Budgie Desktop is a modern, user-friendly desktop environment for Linux operating systems built on GNOME technologies. It is designed to provide a clean, elegant user interface while lightweight and efficient.
Initially developed by the Solus Project, the desktop has gained popularity and has been widely adopted by other Linux distributions. Currently, it is developed by the Buddies of Budgie organization.
Nearly seven months after version 10.7 was released at the beginning of the year, Budgie 10.8 is here, so let’s see what’s changed.
What’s New in Budgie Desktop 10.8
The big novelty in this release is that it is the first which includes support for Magpie (v0.9) – the Budgie-specific window manager. The goal is to provide a stable ABI that delivers X11 support across multiple GNOME Mutter releases until v1.0 is released.
Furthermore, Magpie v1.0 is expected to evolve into a Wayland-only, bringing full Wayland support to Budgie, the goal facing developers for the future Budgie Desktop 11 release.
The privilege escalation dialog has received some valuable enhancements in this release, as it now shows you the PolicyKit’s action description and action ID when graphical privilege escalation is requested.

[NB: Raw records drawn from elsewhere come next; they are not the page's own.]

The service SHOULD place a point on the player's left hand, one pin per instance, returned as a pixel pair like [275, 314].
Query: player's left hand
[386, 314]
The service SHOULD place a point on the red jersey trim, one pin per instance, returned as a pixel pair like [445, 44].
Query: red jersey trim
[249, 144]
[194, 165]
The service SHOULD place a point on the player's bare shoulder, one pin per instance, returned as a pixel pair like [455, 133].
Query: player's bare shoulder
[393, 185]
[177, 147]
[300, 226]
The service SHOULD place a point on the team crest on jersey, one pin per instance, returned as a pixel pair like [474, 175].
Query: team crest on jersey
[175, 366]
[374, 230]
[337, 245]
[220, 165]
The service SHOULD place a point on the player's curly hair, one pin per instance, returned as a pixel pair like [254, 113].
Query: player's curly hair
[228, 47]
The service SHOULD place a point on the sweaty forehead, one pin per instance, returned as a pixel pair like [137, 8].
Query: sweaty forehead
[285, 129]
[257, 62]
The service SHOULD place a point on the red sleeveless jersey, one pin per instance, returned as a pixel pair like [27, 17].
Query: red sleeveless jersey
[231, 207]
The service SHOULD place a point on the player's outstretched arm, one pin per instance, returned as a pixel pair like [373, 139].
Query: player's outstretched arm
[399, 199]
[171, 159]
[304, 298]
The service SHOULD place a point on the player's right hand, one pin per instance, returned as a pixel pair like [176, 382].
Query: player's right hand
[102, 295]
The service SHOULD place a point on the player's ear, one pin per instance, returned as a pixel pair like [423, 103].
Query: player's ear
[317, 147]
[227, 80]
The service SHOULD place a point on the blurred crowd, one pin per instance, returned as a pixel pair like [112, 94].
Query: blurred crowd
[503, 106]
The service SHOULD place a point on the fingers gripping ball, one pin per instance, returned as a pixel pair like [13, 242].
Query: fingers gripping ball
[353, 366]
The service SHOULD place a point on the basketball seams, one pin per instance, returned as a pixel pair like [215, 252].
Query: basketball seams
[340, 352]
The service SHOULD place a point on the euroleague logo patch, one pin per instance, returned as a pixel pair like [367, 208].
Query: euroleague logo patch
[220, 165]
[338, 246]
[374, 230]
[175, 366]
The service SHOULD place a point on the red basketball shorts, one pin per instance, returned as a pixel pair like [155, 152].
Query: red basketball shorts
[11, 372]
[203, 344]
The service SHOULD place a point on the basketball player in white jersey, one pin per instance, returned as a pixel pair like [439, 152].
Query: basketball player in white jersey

Budgie 10.8 will also please laptop users because the battery indicator in the Status applet now allows you to control the Performance / Power profile modes. When available on a supported system, you can access several options, including Balanced, Power Saver, and Performance.
The System Tray applet has also received its due attention, as in Budgie 10.8, it has adopted the Status Notifier specification – a modern, vendor-agnostic solution. As a result, Budgie’s System Tray now draws all menus and items visually consistently.
The Trash applet has been integrated into the core Budgie Desktop to become one of the default applets offered to users, providing a convenient way to access quickly and empty the contents of their trashcan and restore files.
Based on user feedback, Budgie 10.8 also changes the organization of some items’ main menu. For example, applications previously classified as “Other” fit better in other categories.
On top of that, the “Utilities” category has been removed entirely, as the applications can now be found in the “System Tools” section.
Refer to the Buddies Of Budgie blog announcement for detailed information about all changes.
Can’t wait to try out the new Budgie 10.8? As always, users of rolling release Linux distributions, such as Arch, Void, openSUSE Tumbleweed, etc., will be among the first to get the updated desktop environment in their distro’s repositories.